Co-Mingling Funds

Clients sometimes combine their and their parents' assets as a matter of convenience—to make it easier to pay the parents' bills, for example, or to monitor how they're spending.

But such a move could have serious consequences, advisors say.

Chief among these concerns is that it could make the elderly parents ineligible for Medicaid and other forms of public aid because the caregivers assets could be looked upon as a gift, advisors say.

“When that happens, an adult child can be viewed as responsible for the parent’s credit cards, loans or mortgages and could make the parent ineligible for Medicaid,” Ballin said.

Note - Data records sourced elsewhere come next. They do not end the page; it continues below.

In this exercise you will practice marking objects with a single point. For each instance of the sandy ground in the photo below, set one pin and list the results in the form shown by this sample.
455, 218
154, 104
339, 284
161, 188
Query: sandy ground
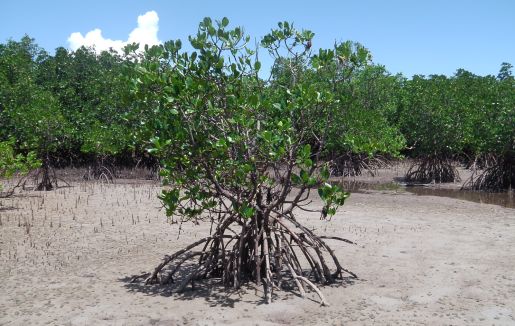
66, 257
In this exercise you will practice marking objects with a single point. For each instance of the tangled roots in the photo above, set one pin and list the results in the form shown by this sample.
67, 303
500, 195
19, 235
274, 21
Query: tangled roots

A means-based government program, Medicaid covers doctor visits, hospital expenses and long-term care costs—both in a nursing home and at home—which can cost upwards of $45,000 per year for assisted living residency and $49,200 a year to employ a home health-care aide, according to Genworth. “If a parent cannot qualify for Medicaid, your pre-retiree or retired client may be the one paying for the long-term care of the parent, which can prevent them for saving or cause them to dip into their retirement savings,” Chancey said.

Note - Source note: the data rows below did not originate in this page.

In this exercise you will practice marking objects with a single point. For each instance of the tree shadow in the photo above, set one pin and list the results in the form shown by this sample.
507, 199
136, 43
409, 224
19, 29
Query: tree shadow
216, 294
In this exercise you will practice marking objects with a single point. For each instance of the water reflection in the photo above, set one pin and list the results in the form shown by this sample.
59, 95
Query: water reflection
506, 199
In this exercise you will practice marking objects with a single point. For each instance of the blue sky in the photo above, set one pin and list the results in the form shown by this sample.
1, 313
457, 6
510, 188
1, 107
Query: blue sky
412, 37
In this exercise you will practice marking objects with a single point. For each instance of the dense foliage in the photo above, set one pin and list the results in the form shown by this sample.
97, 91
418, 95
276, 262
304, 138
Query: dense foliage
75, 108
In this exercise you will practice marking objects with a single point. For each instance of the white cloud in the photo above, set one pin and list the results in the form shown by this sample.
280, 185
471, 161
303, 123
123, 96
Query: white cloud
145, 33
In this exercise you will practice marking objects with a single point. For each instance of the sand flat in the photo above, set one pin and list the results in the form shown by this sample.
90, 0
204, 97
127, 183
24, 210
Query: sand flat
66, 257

Any gifts or transfers of assets made within five years of the date of application for Medicaid are subject to penalties.

“Putting yourself on your parent’s title for homes, investment or savings accounts can be viewed as a completed gift causing not only estate tax implications for the parents, but also for the child if they are assigned to distribute the parent’s assets among other siblings at the parent’s death, which can activate sibling rivalry or animosity” said Ballin.